Née pas très loin d’ici, à Péruwelz, en Belgique, Monique Lanzetta a été prise de passion pour le travail de la terre, elle en a appris les techniques il y a plus de quarante ans. C’est dans son pays d’origine, qu’elle a appris les rudiments en cours du soir par le biais d’ateliers. «C’est une passion à laquelle je reviens quand il se passe des changements dans ma vie », explique-t-elle. Ses sculptures en terre cuite sont réalisées selon le procédé très ancienne du colombin, dérivé de l’art pré-colombien, moyens encore de nos jours largement employée en Amérique du sud. Il s’agit d’assembler des boudins de terre les uns aux autres, ce qui évite le recours à un tour de potier.

Influencée par Maillol

Des hommes et des femmes, tout en rondeurs et en volumes : c’est une visite d’une exposition de Maillol qui a influencé le travail de Monique. Elle commence ses créations par le corps et termine par les extrémités. Si, au départ, ses statues étaient plutôt statiques, on remarque une évolution dans ses créations au fil du temps, car elle y introduit le mouvement. La terre que l’artiste utile provient de Saint-Aubin, en Belgique, où se situe une argilière.

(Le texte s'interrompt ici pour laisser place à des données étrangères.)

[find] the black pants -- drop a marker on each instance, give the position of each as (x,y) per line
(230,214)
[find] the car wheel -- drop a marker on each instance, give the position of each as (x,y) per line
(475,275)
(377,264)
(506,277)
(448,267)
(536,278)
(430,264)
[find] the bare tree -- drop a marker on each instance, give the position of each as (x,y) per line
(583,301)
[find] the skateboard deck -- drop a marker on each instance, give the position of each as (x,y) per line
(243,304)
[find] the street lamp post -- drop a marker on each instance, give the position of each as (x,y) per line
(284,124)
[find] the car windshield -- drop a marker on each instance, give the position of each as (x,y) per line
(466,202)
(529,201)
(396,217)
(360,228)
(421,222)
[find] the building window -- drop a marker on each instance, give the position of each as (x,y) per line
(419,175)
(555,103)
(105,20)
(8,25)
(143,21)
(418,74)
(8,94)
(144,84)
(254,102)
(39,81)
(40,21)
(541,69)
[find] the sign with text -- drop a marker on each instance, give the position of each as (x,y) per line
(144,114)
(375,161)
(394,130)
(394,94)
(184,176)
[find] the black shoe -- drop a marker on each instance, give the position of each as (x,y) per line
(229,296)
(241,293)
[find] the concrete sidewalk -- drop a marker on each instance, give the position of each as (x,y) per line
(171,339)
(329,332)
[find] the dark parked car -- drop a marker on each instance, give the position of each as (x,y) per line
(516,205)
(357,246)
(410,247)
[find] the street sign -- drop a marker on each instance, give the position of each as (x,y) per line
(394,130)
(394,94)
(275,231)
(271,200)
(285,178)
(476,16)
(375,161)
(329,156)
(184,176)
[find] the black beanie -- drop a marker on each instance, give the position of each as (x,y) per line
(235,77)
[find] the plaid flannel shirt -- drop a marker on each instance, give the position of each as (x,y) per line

Ses oeuvres partent ensuite pour la cuisson en direction des fours de la poterie de Ferrière-la-Petite, où certaines sont cuites a 1 250°C et deviennent de jolies statuettes en grès.
En 1987, Monique Lanzetta retrouve une amie photographe qui lui propose alors de s’associer pour faire une exposition, la première. Depuis, ses oeuvres ont voyagé un peu partout, notamment en Suisse, à Bruxelles, à Turin, mais aussi, et surtout, dans le Nord de la France, notamment dans le petit village de Féron, ou encore lors de la fête de la terre à Ferrière-la-Petite.